And Brigit, touched by her kindness as well as terrified by her own indiscretion, sat down by her.
When Joyselle came in at eight o’clock he went straight to his room to dress. He was still very angry, but his anger was less poignant than his sense of helpless defeat. Brigit’s attitude was absolutely incomprehensible to him, and hurt him in an almost unbearable degree. That she should defy him, grow as angry as he himself, he had already learned was not impossible; but the cruel hardness of her face as she had sent him away had shocked him more than anything in his whole experience.
He was a shrewd man, and his love for her had never blinded him as to her faults; often he had corrected her for unfilial behaviour, for a too sharp word, for selfishness.

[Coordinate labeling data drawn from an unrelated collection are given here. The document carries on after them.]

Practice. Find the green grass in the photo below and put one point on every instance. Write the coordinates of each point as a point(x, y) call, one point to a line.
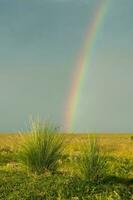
point(67, 183)
point(42, 150)
point(93, 164)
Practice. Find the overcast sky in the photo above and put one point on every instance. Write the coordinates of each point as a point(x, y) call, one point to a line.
point(39, 44)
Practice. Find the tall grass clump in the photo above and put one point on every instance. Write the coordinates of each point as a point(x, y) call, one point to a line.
point(93, 163)
point(42, 148)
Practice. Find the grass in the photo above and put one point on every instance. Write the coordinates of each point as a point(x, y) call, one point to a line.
point(93, 165)
point(16, 182)
point(42, 150)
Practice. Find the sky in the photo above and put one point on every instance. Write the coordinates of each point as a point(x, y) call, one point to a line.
point(40, 41)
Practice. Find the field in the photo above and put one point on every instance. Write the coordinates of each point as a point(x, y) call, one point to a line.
point(17, 182)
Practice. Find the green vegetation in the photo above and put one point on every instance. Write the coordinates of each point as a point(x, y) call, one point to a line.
point(42, 150)
point(36, 166)
point(93, 165)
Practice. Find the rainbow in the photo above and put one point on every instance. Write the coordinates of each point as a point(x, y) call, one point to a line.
point(82, 66)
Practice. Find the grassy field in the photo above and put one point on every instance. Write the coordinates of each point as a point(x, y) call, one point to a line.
point(17, 182)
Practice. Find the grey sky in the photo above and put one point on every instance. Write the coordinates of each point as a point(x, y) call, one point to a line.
point(39, 44)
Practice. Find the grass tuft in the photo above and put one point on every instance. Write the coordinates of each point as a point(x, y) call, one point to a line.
point(42, 149)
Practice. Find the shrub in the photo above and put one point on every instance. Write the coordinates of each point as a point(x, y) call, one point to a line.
point(42, 149)
point(93, 163)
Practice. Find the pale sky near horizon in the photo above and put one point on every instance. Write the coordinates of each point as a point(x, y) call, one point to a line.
point(40, 41)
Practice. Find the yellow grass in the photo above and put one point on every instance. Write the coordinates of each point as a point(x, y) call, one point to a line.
point(120, 145)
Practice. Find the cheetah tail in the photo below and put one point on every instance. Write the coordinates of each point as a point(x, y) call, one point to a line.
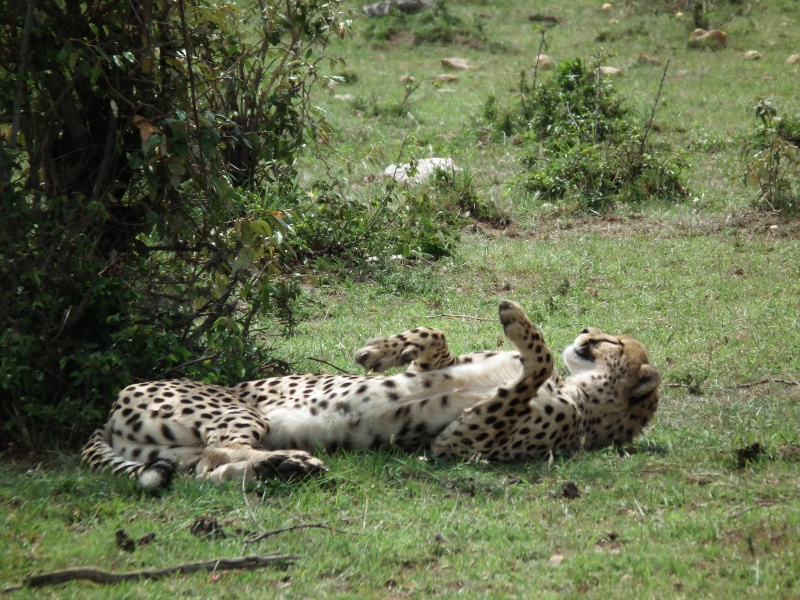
point(153, 476)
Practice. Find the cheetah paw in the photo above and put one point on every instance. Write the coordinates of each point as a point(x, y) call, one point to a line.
point(290, 464)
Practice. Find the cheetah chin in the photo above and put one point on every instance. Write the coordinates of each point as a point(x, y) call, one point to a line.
point(500, 406)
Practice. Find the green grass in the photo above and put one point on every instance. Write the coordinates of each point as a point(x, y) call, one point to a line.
point(710, 286)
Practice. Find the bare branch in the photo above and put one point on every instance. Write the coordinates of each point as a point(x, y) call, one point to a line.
point(106, 577)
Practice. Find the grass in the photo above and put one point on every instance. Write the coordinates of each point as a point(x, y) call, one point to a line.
point(710, 286)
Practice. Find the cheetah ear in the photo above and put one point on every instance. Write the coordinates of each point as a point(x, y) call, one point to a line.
point(649, 380)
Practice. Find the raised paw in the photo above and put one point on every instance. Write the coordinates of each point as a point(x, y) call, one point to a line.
point(290, 464)
point(535, 356)
point(424, 348)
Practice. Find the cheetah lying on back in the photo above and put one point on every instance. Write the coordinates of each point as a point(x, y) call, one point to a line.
point(501, 406)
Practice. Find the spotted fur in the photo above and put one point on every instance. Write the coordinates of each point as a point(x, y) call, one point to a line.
point(503, 406)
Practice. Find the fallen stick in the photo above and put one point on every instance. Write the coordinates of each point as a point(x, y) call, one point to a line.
point(448, 316)
point(765, 381)
point(106, 577)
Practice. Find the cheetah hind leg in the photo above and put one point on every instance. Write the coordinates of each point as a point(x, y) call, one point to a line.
point(423, 349)
point(496, 428)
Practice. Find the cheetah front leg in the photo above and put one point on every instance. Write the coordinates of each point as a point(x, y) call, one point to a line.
point(510, 425)
point(423, 349)
point(233, 464)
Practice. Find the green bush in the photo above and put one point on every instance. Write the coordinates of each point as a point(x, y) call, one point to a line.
point(579, 146)
point(771, 156)
point(434, 26)
point(142, 180)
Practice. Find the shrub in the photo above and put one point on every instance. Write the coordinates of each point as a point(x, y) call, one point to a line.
point(771, 156)
point(579, 145)
point(143, 179)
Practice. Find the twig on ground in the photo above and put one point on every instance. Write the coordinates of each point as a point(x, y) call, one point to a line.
point(268, 534)
point(448, 316)
point(653, 111)
point(106, 577)
point(324, 362)
point(766, 381)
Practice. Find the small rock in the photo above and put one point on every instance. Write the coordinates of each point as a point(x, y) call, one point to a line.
point(459, 64)
point(748, 454)
point(615, 72)
point(570, 491)
point(382, 9)
point(646, 59)
point(709, 39)
point(544, 18)
point(206, 527)
point(544, 61)
point(124, 541)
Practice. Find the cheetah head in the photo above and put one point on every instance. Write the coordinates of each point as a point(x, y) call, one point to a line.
point(620, 385)
point(621, 361)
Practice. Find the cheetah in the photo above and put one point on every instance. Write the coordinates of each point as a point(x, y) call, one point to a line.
point(499, 406)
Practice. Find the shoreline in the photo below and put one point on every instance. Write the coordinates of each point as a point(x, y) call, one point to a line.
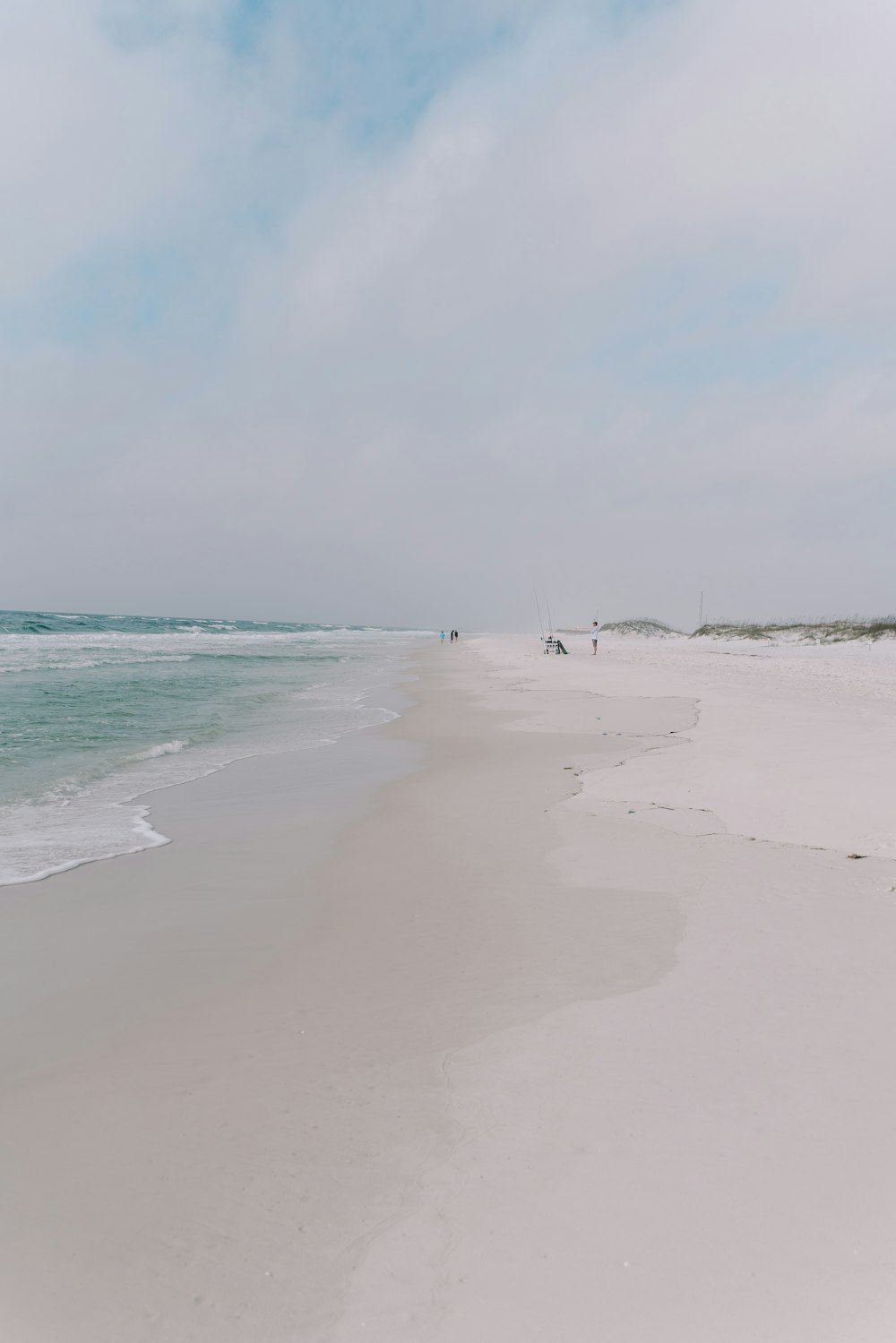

But the one quality which to a strong and tender man is unendurable in the woman he loves, cruelty, he had never before realised in the girl, and his discovery that it lay in her to hurt him as she had done, had nearly broken his heart.
For hours he had walked rapidly through the streets, seeing no one, avoiding being knocked down by a kind of subconscious attention and alertness of mind, his brain struggling desperately with its problem.
In a few words, all life seemed to him to have reduced itself to the question, “How could she?” As yet he had not got further than this, and it did not occur to him to wonder whether or no her mental attitude was definite or only temporary. “How could she? How could she so rend him? Of what was her heart made that it could allow her so to wound his?”
When he reached home the incomprehensibility of this problem was fast outweighing his anger, and Felicite, who came in as he stood in the middle of the room brushing his hair, smiled at the misery in his face.
“So she was cruel, the little one?” she asked gently, sitting down and folding her hands in her characteristic way.
“She was—abominable. But how did you know?”
“I found her in tears. You must be gentle with her, my man.”
He stared. “Gentle? But she is a demon when she is angry. Tell me to be gentle with an enraged lioness.”
Felicite’s smile was good to see. “She
is not an enraged lioness,
Victor. She is—very unhappy, and we must help her.”
He went to the dressing-table and put down his brushes. “I am tired, wife,” he said quietly; “let us talk of something else. Besides, it is nearly half-past eight.”
“Yes. But—Victor, you remember the Polish girl?”
“Well? And the pantomimiste, and Miss Belton, and Lady Paula——”
Joyselle started in the act of shaking scent on his handkerchief. “Of course I remember them. But what have they to do with Brigitte?”
“Only this, Victor. The poor child is in love with you, vieux vaurien! And that is why she is so savage.”